Validation of the Stability Indicating Analytical Method: The developed RP-HPLC method was validated according to ICH Q2 R1 guidelines concerning linearity, accuracy, precision, specificity, selectivity, the limit of quantification and limit of detection.
Accuracy: The accuracy of the method was demonstrated by performing recovery studies at 3 levels. The results in Table 1 were found to be significant within the specification limits for pantoprazole and levosulpiride with percentage recovery of 98.38-99.7% and 98.7-100.16%, respectively (within the limits of 98-102%).
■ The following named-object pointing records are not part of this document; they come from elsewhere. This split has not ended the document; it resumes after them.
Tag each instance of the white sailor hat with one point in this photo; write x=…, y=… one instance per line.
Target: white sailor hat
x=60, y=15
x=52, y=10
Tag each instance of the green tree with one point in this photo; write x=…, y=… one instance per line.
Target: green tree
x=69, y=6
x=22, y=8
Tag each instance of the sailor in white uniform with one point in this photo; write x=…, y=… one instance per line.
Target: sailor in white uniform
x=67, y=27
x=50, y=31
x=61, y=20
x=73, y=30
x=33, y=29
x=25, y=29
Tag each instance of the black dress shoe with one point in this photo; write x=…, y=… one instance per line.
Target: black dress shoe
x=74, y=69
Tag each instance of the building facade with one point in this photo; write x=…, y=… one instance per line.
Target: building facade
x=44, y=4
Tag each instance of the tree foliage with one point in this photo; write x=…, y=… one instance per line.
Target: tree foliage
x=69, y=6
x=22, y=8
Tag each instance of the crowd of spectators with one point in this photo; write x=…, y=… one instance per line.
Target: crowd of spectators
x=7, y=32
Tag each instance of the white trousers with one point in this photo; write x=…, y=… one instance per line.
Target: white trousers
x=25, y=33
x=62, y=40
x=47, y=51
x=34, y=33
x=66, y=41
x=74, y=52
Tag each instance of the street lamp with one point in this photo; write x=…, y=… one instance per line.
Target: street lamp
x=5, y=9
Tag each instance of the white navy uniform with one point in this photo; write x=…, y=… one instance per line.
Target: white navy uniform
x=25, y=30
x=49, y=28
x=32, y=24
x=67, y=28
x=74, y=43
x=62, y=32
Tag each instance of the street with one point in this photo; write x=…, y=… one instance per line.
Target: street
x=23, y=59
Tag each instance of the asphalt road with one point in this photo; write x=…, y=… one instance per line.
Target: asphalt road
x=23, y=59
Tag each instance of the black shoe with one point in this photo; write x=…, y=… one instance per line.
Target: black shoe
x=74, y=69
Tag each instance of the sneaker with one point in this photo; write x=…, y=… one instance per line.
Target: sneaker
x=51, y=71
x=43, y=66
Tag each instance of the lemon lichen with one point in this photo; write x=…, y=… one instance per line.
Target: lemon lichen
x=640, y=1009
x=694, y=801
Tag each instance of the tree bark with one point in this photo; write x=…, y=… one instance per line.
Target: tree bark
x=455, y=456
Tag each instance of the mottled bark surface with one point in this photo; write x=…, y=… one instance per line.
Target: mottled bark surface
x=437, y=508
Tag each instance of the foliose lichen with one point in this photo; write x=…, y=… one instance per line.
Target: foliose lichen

TABLE 1: EVALUATION OF THE ACCURACY OF PANTOPRAZOLE AND LEVOSULPIRIDE
Pantoprazole | Levosulpiride | |||||
Amount spiked (µg/ml) | 2 | 4 | 6 | 5 | 7 | 9 |
% Recovery ± % RSD | 98.5 ± 0.02 | 98.38 ± 0.04 | 99.07 ± 0.02 | 98.7 ± 0.03 | 100.16 ± 0.02 | 98.87 ± 0.02 |
Precision: The precision studies were carried out at 3 different concentration level for pantoprazole (2, 4 & 6 µg/ml) and levosulpiride (5, 7 & 9 µg/ml). The % RSD values for inter-day and intra-day precision studies were less than 2% indicating that the method developed was highly precise. The intraday and inter-day precision were evaluated and reported in Table 2.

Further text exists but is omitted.